In most countries 30-yr fixed rate loans are in the minority. Here in the United States, however, the majority of residential mortgages are fixed rate loans with an amortization spread over 30 years – but some argue that might be changing.


Customized mortgages aren’t new. Industry experts say they are seeing more and more borrowers opt for fixed-rate loans with terms other than the standard 30 or 15 years, especially when it comes to refinancing. Last year, nearly 17% of all refinanced mortgages were with “other length” fixed-rate loans, according to the Mortgage Bankers Association, which noted that in August, September and October, the share was 20 percent. Most of those “other length” loans were in 20-year mortgages, though loans are also available for 10, 25 and 40 years, and even for “oddball” terms like 23 or 12 years.

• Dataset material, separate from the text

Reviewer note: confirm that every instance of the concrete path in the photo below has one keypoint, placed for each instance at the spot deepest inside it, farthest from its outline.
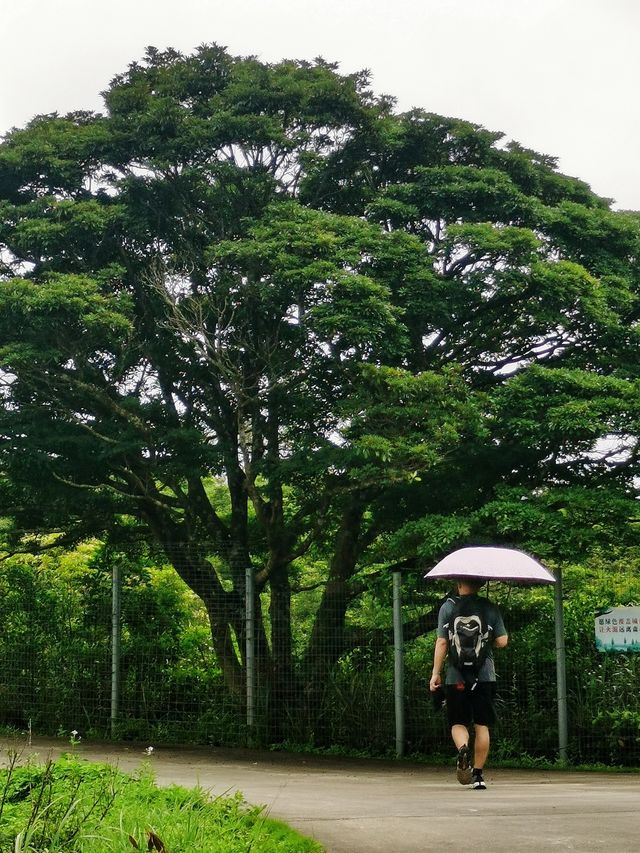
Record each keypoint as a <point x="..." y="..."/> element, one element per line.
<point x="371" y="807"/>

Most borrowers have noticed that the shorter terms are especially valuable to people refinancing after paying down their 30-year mortgage for five or seven years. If they take a 20-year mortgage, they can reduce their interest rate — and the term — and possibly even get a monthly payment the same or slightly lower than before. The 20-year mortgage is becoming so prevalent, banks are starting to sell them off to investors or in the secondary mortgage market. Many customers seeking to refinance ask for odd loan terms to avoid increasing the length of their repayment schedule. Be sure to ask your loan officer for suggestions.


Proponents of 30-yr mortgages counter, however, with the thinking that the Fed is buying primarily 30-yr mortgages, and that they are the benchmark. Both claims are true. But eventually rates will rise (not in the foreseeable future) and intermediate ARM loans, such as 3-yr or 5-yr products, will come back into vogue.